ALTHOUGH MARJORIE BARNARD may not yet be recognised as one of the most significant Australian writers of the 1930s, her short stories have always been admired, and one of them is remarkable for both stunning Frank Dalby Davison and baffling later readers. He had been rather a stem critic of her short fiction, but when she gave him "Dry Spell" to read in July 1940 she reported getting "quite a jolt": its effect on him was like a torpedo which "holed [him] below the water line". It is a powerful and intriguing story, the appeal of which lies not only in its allusive obscurity, but also in a more successful integration of narrative interest, political ideas, personal anguish and symbolic resources than Barnard achieved in most other work inspired by the war. In this essay I will put forward a number of possible interpretations of "Dry Spell" and some suggestions as to why it might have had such an impact on Davison.

"Dry Spell" is set in the third waterless summer of a prolonged drought. Around Sydney "was a great fan of desolation. The sun had beaten the Emu Plains to a black brown on which the isolated houses ... drifted like flotsam on a dead sea." In the bush the gum trees were dying, and agriculture had come to a standstill: "Orchards were long since dead, and the trees fallen on the eroded ground ... The flats that used to be vegetable gardens were bare." The long-term desiccation of the continent feared in My Australia has been fantastically accelerated: even the fertile eastern seaboard has gone the way of the add inland. Near the narrator's home the hills of the golf course

 
   were stripped to pale brown and tawny purple. The earth was like starved, 
   sagging flesh of an iron skeleton ... I used to think that the desert of 
   Arizona looked like that. Now I know that heat and drought can bring even 
   the gentlest country to it. 

The story crackles with images of fire, impending destruction and a sense of retribution. Bushfires have licked through the scrub on the outskirts of the city, leaving patches of black: "wide firebreaks had been cut as the only protection ... They looked like the trail of vengeance." The fine houses in the wealthy suburbs are exposed when

 
   the gardens that had embowered them were perished.

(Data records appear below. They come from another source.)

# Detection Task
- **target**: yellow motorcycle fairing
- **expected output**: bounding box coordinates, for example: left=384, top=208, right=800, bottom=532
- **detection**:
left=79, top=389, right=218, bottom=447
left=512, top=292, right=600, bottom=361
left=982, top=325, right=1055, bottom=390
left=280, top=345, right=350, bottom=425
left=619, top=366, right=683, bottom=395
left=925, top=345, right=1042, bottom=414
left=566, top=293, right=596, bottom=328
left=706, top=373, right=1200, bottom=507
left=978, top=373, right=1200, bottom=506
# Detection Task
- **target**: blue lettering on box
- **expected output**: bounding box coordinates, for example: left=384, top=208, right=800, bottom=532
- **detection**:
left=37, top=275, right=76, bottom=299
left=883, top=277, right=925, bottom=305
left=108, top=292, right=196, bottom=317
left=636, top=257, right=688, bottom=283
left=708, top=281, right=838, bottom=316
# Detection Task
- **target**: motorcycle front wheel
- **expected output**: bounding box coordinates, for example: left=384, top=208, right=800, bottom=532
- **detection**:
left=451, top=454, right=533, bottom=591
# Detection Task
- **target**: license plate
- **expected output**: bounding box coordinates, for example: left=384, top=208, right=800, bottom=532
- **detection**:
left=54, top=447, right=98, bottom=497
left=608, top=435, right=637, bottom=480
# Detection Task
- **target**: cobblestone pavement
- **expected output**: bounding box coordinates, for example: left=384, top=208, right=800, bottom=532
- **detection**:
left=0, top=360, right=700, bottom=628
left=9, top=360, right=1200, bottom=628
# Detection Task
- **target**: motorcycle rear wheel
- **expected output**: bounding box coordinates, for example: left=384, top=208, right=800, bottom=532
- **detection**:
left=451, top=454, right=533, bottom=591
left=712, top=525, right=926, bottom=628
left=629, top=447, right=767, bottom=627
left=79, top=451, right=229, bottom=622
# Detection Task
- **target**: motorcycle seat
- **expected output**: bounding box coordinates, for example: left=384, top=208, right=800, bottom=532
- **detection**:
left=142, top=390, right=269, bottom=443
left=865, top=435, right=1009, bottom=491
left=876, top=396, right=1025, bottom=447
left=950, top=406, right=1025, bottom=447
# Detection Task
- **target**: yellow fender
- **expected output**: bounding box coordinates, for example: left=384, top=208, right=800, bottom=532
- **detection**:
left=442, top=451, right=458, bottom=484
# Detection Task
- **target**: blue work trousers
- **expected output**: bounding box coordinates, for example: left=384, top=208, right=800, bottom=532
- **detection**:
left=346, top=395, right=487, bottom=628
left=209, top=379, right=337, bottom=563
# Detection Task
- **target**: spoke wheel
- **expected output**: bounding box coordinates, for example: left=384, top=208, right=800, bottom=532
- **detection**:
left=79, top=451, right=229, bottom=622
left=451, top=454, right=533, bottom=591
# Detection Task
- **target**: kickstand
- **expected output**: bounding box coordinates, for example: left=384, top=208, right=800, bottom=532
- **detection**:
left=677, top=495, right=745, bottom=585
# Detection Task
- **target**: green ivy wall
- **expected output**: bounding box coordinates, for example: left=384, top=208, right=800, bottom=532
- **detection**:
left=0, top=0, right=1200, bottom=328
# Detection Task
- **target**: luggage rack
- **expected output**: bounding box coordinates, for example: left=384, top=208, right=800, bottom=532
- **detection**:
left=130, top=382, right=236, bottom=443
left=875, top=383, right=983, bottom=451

Tinder dry, fire had 
   been through many of them, scorching walls and blistering the paint ... The 
   owners had fled, not so much from present hardship, as from the nebulous 
   threat of being trapped in a doomed city. 

Suggestions of looming catastrophe are everywhere: "The whole of our civilization was piled up like a pyre waiting for the fire to consume it." The social effects of the drought are rather like those of a war or depression: water and food are rationed, there is unemployment as a result of scarcity; and there is always a crowd of idlers at the post office reading weather bulletins, but nobody believes them:

 
   The city seethed with rumours and with the promulgation of fantastic 
   schemes, but everyone is fatalistic about the drought. They didn't expect 
   it to break, they even took an inverted pride in it. It, at least, relieved 
   them of the responsibility of living their own lives.